After placing a message in a local message queue, one SGI system partition
will interrupt another to retrieve the message. We need to minimize the
time from entering XPC's interrupt handler to the time that the message
can be DMA transferred and delivered to the consumer (like XPNET) to
whom it was sent.
> Is having a non-halting kthread_create enough to fix this?
> So you don't have to context switch several times to get the
> thread running?
> Or do you need more severe latency reductions?
> The more severe fix would require some significant changes to copy_process
> and every architecture would need to be touched to fix up copy_thread.
> It is possible, it is a lot of work, and the reward is far from obvious.
I think a non-halting kthread_create() should be sufficient. It is in
effect what XPC has now in calling kernel_thread() directly.

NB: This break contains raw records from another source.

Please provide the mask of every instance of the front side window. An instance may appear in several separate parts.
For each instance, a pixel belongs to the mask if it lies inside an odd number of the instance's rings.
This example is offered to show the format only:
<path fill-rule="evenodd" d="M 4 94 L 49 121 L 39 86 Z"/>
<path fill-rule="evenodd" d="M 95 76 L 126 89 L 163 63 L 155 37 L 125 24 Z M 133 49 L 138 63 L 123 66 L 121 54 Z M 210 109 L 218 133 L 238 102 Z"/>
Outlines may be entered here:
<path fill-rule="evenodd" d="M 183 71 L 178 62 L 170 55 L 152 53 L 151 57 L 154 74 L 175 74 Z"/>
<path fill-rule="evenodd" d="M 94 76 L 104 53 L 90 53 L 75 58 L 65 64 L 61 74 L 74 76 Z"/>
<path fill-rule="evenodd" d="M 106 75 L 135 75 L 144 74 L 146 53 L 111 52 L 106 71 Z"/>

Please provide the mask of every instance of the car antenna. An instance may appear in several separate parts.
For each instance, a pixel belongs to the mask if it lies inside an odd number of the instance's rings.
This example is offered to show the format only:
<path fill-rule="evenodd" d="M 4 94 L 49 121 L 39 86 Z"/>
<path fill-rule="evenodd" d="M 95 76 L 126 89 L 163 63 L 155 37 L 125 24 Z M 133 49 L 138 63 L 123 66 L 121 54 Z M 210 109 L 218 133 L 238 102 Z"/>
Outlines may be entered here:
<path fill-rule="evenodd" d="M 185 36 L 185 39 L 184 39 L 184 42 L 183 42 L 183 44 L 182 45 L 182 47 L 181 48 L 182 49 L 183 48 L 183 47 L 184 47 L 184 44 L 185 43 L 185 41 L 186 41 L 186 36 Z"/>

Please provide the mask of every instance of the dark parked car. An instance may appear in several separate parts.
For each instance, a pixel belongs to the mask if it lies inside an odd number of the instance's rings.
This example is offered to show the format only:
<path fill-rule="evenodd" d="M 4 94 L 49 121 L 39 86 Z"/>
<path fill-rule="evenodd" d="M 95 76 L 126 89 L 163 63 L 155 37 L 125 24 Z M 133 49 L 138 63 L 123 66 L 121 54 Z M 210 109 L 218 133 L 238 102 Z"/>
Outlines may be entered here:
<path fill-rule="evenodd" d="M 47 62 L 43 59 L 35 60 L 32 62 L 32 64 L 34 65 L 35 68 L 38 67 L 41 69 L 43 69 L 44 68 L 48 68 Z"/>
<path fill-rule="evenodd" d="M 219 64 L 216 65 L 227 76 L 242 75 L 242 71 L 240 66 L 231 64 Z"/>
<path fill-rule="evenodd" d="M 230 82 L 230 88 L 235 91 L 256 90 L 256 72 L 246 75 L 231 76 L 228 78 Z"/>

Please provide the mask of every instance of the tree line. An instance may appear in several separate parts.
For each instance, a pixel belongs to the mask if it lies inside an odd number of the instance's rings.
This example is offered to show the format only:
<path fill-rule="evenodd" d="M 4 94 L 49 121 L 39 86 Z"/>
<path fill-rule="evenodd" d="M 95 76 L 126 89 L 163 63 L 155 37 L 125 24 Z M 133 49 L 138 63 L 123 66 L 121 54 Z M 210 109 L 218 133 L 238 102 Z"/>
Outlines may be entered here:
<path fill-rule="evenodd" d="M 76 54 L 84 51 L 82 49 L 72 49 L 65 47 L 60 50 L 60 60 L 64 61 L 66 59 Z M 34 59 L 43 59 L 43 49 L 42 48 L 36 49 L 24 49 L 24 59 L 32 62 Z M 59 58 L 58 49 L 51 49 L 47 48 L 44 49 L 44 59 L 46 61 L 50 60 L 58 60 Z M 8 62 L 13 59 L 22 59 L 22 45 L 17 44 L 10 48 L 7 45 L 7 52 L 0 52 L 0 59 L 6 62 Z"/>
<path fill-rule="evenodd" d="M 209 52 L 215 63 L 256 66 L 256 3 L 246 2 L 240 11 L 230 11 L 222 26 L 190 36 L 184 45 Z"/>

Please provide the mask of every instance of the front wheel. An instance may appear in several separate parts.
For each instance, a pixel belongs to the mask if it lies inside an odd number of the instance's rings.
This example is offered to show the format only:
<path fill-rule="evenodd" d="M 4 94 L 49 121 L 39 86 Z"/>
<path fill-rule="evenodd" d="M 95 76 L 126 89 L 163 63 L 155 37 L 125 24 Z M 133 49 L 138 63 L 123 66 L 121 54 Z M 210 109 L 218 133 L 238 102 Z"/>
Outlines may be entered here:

Taking it one step further, if you added the notion of a thread pool,
where upon exit, a thread isn't destroyed but rather is queued ready to
handle the next kthread_create_quick() request.
> > I think it would be great if the kthread API (or underlying implementation)
> > could be changed to handle these issues. I'd love for XPC to not have to
> > maintain this sort of thing itself.
> Currently daemonize is a serious maintenance problem.
> Using daemonize and kernel_thread to create kernel threads is a blocker
> in implementing the pid namespace because of their use of pid_t.
> So I am motivated to get this fixed.
This would also address the problems we see with huge pid spaces for
kernel threads on our largest machines. In the example from last week,
we had 10 threads each on 4096 cpus. If we reworked work_queues to use
the kthread_create_nonblocking() thread pool, we could probably collapse
the need for having all of those per-task, per-cpu work queues.